Journal of Advances in Biology & Biotechnology

The growing global threat of antimicrobial resistance (AMR) necessitates the urgent identification of new drug targets against pathogens such as the Gram-positive, spore-forming anaerobe Clostridium perfringens, a major cause of diarrhea, enterotoxemia, and myonecrosis in humans and animals. We propose that conserved hypothetical proteins (HPs)—a largely uncharacterized component of the C. perfringens proteome—represent an overlooked resource for novel therapeutics. Using a stringent subtractive proteomics and in silico pipeline, we analyzed 2661 C. perfringens proteins. We focused on 1179 HPs, identifying 496 conserved across strains. Sequential filtering based on physicochemical properties, subcellular localization, and non-homology to the human gut microbiome yielded 22 promising non-homologous HPs suitable as drug targets.

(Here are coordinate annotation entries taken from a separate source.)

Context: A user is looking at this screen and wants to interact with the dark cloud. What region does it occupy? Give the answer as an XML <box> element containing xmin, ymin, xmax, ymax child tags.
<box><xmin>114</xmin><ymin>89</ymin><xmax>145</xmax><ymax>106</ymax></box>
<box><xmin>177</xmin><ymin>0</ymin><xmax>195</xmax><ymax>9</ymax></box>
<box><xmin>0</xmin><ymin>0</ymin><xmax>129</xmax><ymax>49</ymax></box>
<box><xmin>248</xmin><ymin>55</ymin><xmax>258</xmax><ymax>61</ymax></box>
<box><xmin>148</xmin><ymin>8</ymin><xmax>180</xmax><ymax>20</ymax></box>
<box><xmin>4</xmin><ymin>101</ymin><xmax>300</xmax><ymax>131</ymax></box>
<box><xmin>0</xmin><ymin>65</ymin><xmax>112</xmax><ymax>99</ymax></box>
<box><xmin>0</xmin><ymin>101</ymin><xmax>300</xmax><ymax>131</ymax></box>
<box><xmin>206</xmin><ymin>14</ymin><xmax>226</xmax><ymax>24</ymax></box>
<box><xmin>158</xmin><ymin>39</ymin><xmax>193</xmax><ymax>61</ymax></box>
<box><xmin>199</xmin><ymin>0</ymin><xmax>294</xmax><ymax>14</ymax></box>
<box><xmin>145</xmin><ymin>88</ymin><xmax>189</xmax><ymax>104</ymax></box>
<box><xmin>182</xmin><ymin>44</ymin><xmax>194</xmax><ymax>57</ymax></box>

To identify lead compounds, we screened 69 drug-like phytochemical ligands with known antibacterial activity. Molecular docking revealed strong inhibitory interactions for multiple ligand–protein pairs, with binding energies as low as –10.6 kcal/mol (e.g., (+)-galbacin, tuberosin, and (–)-asarinin against specific HPs). These findings strongly support the utility of conserved hypothetical proteins as a rich, untapped source of new antimicrobial targets. Our study demonstrates that in silico analyses can rapidly accelerate drug discovery against fast-evolving pathogens by prioritizing novel targets and corresponding lead compounds for subsequent experimental validation. As a critical next step, these candidate proteins and their top-scoring ligand interactions should undergo experimental validation through biochemical assays, structural characterization, and in vitro inhibition studies to confirm their therapeutic potential.